Menurut pengamat energi Universitas Gajah Mada (UGM) Fahmy Radhi, pembangunan PLTU Riau-1 memang perlu dilakukan akselerasi. "PLTU Riau-1 adalah bagian dari 35 ribu megawatt yang harus diselesaikan 2019-2020," kata dia saat dihubungi Tempo, Senin, 16 Juli 2018.
Baca Juga:
Dengan pembangunan itu, kata dia, memang ada kekhawatiran terjadinya over supply atau kelebihan pasokan di daerah Sumatera. "Saat ini, kalo dilihat sekarang iya (surplus listrik) nah tapi pembangunan 35 ribu MW ini memang harus dipersiapkan," ucap dia.
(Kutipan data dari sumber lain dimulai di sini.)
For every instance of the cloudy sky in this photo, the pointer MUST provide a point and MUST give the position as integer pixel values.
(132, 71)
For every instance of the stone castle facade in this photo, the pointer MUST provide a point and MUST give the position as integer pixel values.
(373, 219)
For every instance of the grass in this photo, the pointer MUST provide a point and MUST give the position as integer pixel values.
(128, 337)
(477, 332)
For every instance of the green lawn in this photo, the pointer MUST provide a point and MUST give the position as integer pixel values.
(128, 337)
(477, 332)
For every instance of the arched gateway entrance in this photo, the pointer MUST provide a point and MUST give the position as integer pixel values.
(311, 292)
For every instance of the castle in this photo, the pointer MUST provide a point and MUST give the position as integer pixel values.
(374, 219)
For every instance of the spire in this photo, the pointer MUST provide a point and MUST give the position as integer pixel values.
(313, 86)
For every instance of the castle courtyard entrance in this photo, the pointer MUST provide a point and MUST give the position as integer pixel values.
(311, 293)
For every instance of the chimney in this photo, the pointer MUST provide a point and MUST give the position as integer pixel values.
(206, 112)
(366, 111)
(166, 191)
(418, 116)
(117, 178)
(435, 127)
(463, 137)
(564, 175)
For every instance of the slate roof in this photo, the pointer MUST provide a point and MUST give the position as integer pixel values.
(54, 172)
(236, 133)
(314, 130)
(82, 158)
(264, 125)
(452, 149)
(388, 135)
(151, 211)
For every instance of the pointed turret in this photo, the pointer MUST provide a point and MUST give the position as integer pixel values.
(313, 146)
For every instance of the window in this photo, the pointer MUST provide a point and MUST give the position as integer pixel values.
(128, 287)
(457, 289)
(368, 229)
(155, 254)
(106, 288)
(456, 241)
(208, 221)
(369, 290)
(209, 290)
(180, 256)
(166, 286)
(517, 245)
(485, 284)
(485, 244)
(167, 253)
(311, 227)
Ia meminta masyarakat melihat lebih jauh pembangunan PLTU ini untuk kebutuhan industri ke depan. "Cara berpikirnya harus bisa melihat ke depan jadi kalau misalnya Sumatera tidak butuh listrik sebanyak itu dan tidak dibangun tapi saat ke depan industri tumbuh nanti nggak siap," ucap dia.
Baca: Suap Eni Saragih, KPK Geledah 5 Lokasi Termasuk Rumah Dirut PLN
Sebelumnya anggota Jejaring Sumatera untuk Energi Bersih, Ali Akbar mengatakan Pulau Sumatera dan daerah lain di Indonesia tidak membutuhkan PLTU berbahan bakar batu bara sebagai sumber energi. Sebab kondisi saat ini, khususnya di Sumatera, jumlah daya yang tersedia sudah lebih dari cukup untuk memenuhi kebutuhan masyarakat dan industri.
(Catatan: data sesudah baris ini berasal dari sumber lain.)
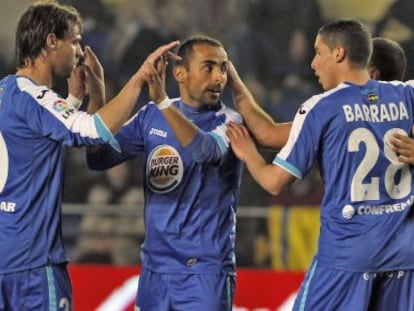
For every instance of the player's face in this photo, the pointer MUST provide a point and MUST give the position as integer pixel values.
(324, 63)
(67, 53)
(206, 76)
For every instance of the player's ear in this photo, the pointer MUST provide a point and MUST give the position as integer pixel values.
(51, 41)
(374, 73)
(340, 53)
(179, 73)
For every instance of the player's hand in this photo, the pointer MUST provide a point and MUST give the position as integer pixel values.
(403, 146)
(240, 141)
(233, 78)
(94, 76)
(76, 83)
(146, 71)
(156, 80)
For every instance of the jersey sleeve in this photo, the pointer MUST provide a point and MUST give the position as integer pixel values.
(130, 142)
(298, 155)
(51, 116)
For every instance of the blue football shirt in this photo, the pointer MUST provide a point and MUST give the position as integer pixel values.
(191, 193)
(367, 221)
(35, 126)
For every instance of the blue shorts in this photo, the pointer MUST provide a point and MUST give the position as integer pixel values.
(42, 289)
(201, 292)
(326, 289)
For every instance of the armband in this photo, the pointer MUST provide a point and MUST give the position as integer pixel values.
(75, 102)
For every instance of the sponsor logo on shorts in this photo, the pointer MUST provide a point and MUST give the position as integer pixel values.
(348, 211)
(164, 169)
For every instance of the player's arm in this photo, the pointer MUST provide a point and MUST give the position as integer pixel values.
(271, 177)
(119, 109)
(87, 79)
(265, 130)
(403, 145)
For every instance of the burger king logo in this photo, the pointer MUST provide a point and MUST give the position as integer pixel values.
(60, 105)
(164, 169)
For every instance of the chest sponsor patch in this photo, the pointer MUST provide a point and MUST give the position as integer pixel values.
(164, 169)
Ali menjelaskan, hal itu didasarkan pada data Rencana Usaha Penyediaan Tenaga Listrik (RUPTL) 2018-2027 menyebutkan daya listrik yang tersedia di Pulau Sumatera sebanyak 8.000 Megawatt (MW) denga daya terpakai sebesar 5.500 MW. Dengan kata lain, saat ini Sumatera mengalami kelebihan daya listrik atau surplus sebesar 2.500 MW. Lalu, dengan kondisi surplus daya tersebut, pemerintah akan menambah lebih 7.000 MW listrik yang bersumber dari batu bara.
PLTU Riau -1 yang menjadi pusat perhatian publik sejak akhir pekan lalu berkapasitas 2 x 300 megawatt. Proyek ini merupakan Konsorsium Blackgold Natural Resources, PT Samantaka Batubara (anak perusahaan Blackgold), China Huadian Engineering Co. Ltd. (CHEC), PT Pembangkitan Jawa-Bali (PJB) dan PT PLN Batubara (PLN BB).